Eating Out in the Shire

This week's A Little Place I Know column in the Grauniad featured a considerable contingent from my own neck of the words, even if Doktor Landlord pointed out that the guy who wrote the piece wasn't entirely accurate in claiming to be the co-founder of the company he works for (all three co-founders were apparently at St Jocks' at the same time as Doktor L).

The Mole is indeed a great, country gastro pub, which was refurbished a few years ago and has a really nice, light, airy dining room - perfect for those crazy English summer evenings when you aren't quite sure whether the rain will hold off. The food has always been pretty tasty too and I go there infrequently enough for the menu to change each time, meaning I've had top-notch (Oxford) bangers and mash on one occasion, salmon on another and some quirky pasta dish on another still.

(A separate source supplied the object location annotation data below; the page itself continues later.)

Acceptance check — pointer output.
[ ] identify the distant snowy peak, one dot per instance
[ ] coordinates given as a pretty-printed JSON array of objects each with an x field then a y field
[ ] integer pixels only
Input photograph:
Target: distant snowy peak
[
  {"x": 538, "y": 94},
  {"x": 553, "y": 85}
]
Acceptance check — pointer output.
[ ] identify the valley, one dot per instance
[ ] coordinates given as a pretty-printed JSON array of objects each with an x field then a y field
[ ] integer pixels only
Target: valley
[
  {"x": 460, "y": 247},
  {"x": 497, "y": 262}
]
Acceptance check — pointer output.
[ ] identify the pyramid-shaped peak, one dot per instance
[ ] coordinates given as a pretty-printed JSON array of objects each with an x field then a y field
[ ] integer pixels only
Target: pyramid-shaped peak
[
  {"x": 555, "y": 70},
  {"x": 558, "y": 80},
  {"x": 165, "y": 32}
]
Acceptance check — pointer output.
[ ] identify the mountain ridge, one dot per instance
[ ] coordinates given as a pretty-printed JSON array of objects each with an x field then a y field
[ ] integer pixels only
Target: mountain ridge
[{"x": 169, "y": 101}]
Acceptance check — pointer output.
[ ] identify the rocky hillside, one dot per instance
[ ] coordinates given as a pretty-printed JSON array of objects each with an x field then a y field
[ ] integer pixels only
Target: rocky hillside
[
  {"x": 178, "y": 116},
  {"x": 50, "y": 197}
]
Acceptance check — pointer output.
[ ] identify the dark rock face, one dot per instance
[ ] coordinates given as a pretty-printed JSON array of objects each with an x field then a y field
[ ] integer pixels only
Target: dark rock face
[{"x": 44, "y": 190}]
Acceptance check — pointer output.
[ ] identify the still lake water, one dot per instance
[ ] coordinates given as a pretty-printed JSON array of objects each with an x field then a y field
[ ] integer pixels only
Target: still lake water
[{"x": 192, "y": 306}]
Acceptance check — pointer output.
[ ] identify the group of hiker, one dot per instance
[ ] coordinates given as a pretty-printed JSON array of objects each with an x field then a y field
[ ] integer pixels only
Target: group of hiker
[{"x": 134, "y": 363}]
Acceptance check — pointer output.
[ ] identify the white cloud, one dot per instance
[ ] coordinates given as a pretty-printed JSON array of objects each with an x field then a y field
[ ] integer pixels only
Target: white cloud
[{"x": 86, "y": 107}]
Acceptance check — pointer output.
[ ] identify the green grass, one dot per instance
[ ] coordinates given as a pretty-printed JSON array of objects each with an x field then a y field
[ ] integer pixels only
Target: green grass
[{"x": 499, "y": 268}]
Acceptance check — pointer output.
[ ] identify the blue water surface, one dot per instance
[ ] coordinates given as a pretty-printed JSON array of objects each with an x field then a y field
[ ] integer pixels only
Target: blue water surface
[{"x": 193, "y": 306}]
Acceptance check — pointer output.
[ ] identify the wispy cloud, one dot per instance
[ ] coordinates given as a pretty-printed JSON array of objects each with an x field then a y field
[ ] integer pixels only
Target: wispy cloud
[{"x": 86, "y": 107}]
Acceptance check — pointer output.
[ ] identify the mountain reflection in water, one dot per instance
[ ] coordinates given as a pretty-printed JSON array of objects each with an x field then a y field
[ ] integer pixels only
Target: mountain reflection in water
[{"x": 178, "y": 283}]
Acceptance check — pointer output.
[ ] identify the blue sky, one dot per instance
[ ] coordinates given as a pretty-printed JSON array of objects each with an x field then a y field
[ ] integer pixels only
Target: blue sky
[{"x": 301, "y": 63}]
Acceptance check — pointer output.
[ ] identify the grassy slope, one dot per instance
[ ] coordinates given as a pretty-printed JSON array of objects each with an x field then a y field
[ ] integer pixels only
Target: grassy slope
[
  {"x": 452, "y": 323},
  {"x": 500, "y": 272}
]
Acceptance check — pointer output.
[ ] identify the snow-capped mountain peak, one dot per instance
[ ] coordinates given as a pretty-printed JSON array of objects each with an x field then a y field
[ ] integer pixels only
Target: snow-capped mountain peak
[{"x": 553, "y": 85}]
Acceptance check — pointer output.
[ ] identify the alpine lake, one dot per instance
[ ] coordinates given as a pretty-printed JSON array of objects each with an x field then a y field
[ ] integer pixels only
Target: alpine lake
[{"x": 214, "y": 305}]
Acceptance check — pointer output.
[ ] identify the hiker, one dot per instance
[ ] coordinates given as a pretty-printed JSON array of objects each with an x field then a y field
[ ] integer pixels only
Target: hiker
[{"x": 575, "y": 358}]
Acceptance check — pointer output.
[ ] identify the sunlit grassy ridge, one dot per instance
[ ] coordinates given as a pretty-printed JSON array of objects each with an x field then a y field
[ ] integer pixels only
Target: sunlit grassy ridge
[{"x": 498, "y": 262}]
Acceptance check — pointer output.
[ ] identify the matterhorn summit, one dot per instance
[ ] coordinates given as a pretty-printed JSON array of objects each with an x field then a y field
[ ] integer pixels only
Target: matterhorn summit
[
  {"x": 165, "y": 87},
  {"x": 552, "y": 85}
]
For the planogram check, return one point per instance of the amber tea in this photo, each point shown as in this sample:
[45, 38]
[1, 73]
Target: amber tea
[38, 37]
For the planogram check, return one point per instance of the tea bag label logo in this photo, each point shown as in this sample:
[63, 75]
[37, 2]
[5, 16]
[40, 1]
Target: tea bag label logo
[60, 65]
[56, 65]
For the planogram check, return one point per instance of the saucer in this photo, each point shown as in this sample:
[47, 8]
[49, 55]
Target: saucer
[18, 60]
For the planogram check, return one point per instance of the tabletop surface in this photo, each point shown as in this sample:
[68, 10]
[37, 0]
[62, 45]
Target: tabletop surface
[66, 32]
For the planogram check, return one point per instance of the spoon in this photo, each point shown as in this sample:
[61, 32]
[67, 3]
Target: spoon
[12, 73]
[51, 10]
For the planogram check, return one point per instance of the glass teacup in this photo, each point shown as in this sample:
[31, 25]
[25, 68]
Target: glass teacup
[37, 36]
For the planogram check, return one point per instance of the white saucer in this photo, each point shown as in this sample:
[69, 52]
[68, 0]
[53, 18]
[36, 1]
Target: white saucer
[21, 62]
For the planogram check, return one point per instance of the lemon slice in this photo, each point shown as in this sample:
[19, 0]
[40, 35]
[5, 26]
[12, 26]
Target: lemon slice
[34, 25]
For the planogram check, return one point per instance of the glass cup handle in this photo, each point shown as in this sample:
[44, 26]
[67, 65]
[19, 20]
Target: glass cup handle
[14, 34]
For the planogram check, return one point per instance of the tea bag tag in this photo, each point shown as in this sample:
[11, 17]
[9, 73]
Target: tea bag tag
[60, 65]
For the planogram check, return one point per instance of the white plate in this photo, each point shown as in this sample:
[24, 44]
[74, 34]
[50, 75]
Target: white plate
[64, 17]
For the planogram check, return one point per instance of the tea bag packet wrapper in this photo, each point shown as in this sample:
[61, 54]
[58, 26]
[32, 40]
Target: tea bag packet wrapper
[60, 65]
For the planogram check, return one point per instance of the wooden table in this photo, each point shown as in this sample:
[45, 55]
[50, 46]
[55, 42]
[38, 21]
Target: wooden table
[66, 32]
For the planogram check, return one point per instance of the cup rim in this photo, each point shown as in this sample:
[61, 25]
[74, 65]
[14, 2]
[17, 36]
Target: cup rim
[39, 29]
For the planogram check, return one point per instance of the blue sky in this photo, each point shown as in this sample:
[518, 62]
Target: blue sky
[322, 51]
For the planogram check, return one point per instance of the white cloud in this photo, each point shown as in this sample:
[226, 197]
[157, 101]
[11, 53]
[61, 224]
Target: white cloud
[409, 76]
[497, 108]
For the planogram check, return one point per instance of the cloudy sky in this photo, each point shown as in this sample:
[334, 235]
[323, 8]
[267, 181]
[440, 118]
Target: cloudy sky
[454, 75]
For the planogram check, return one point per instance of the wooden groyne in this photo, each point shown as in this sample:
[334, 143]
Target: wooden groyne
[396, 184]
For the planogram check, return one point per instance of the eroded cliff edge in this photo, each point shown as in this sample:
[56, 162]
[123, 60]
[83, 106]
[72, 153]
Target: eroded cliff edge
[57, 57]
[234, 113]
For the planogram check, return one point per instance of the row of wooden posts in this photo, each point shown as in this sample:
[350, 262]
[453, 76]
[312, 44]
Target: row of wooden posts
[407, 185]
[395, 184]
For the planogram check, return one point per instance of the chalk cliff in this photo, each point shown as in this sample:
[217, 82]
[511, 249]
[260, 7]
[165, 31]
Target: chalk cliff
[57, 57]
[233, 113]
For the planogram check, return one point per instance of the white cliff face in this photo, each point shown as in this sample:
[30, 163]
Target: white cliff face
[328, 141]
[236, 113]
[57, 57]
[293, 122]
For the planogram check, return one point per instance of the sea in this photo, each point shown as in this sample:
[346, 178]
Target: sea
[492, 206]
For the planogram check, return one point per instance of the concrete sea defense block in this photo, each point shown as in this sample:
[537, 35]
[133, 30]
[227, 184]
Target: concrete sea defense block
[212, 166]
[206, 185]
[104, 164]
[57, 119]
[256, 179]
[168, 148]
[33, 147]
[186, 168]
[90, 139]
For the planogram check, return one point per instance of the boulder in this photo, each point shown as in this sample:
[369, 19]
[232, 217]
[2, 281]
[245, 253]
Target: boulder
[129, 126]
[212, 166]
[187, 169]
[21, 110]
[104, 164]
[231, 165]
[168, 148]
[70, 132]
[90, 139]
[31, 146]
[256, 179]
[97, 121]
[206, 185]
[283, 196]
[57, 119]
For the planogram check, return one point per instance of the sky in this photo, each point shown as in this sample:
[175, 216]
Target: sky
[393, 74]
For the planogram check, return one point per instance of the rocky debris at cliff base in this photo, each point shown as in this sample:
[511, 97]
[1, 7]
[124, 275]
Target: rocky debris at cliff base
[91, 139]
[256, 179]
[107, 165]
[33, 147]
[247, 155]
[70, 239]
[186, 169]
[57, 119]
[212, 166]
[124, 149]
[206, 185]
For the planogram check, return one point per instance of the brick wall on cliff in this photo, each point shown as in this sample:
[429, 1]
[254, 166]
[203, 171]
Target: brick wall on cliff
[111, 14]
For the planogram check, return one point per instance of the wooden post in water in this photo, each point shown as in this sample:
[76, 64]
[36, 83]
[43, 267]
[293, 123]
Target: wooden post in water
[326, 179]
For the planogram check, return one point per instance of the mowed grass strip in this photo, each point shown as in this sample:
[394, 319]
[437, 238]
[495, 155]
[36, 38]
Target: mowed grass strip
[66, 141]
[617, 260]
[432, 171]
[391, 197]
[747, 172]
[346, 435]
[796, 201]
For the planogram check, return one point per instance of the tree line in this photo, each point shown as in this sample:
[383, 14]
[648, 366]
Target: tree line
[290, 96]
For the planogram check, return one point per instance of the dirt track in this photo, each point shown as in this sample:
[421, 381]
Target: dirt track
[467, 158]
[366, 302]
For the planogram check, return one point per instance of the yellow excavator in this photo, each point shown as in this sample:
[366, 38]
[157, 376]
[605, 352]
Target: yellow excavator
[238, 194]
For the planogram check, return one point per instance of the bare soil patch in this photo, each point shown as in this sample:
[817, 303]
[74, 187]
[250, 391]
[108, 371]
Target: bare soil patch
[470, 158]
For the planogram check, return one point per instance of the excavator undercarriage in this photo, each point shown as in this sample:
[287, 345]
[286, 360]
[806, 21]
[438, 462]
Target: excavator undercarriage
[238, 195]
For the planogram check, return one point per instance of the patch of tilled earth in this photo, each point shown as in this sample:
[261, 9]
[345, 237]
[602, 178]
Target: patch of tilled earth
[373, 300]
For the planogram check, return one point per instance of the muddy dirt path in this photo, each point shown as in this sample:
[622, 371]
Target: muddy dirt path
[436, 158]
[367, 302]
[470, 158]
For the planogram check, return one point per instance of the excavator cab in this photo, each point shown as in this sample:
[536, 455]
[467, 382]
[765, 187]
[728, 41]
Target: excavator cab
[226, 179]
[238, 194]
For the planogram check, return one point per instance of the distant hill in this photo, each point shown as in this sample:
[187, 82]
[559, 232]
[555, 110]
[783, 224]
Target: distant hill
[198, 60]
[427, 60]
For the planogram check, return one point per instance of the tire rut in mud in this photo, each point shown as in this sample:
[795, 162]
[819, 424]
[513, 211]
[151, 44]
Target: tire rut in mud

In the summers between university, when I could drive, I had a habit of taking visitors to the Shire from out of town for dinner at the Mole, but often ended up disappointed as I hadn't booked. Error. (Although one time, this did mean ending up at the nearby Crazy Bear instead, which wasn't exactly tragic.)

As for the Wheatley Deli, I feel a certain nostalgia for it as it's located next to the bus stop where I caught my school bus for six years. Sadly, though, the deli itself didn't open until I had left school. Years of "small town propaganda" thanks to Dawson's Creek, meant I really wished there was a local coffee shop or cafe for me to go to and read or write (even though this was 1999 and slightly before I - or the masses - had picked up my penchant for purveyor of caffeinated beverages). Still, I have whiled away many a happy afternoon there while doing time in the Shire, on those Saturdays when I really can't face driving into Oxford and playing the oh-so-fun game of hunt-the-parking-space.

As for Aziz, they do a pretty decent line in curry too (not that I am exactly a connoisseur of any curry but the very mildest). The other branch, which sits on the other side of Folly Bridge from the great Head of the River pub, and which has a nice al fresco section, is much more pleasant than the trendier Cowley Road branch in the summer.

What with Jamie Oliver's new restaurant (Jamie's Italian) opening on George Street - central Oxford's most awful street, full of chain restaurants, crap bars, dire clubs and drunken, vomiting consumers, as well as the bus station - it seems Oxford is really trying to up its game on the restaurant scene. To be honest, though, it's always been better than Nowheresville, where it is famously hard to find a happy medium between plural Michelin stars and bland, Italian chains. Little Clarendon Street and Walton Street (natch) still remain my favourite areas for dining out and drinking in Oxford - the highest proportion of independent and otherwise more interesting restaurants and bars are located there, along with the (formerly pornographic - explicit? - but now) arts cinema.

As for my own village in the Shire, it isn't exactly up in the running for any kind of award just yet. With two pubs - one terribly old fashioned and full of the local farmers and BMW workers and the other now with a barely mediocre Indian attached - but still nowhere to get a decent meal (apart from chez moi, when Maman is there, anyway).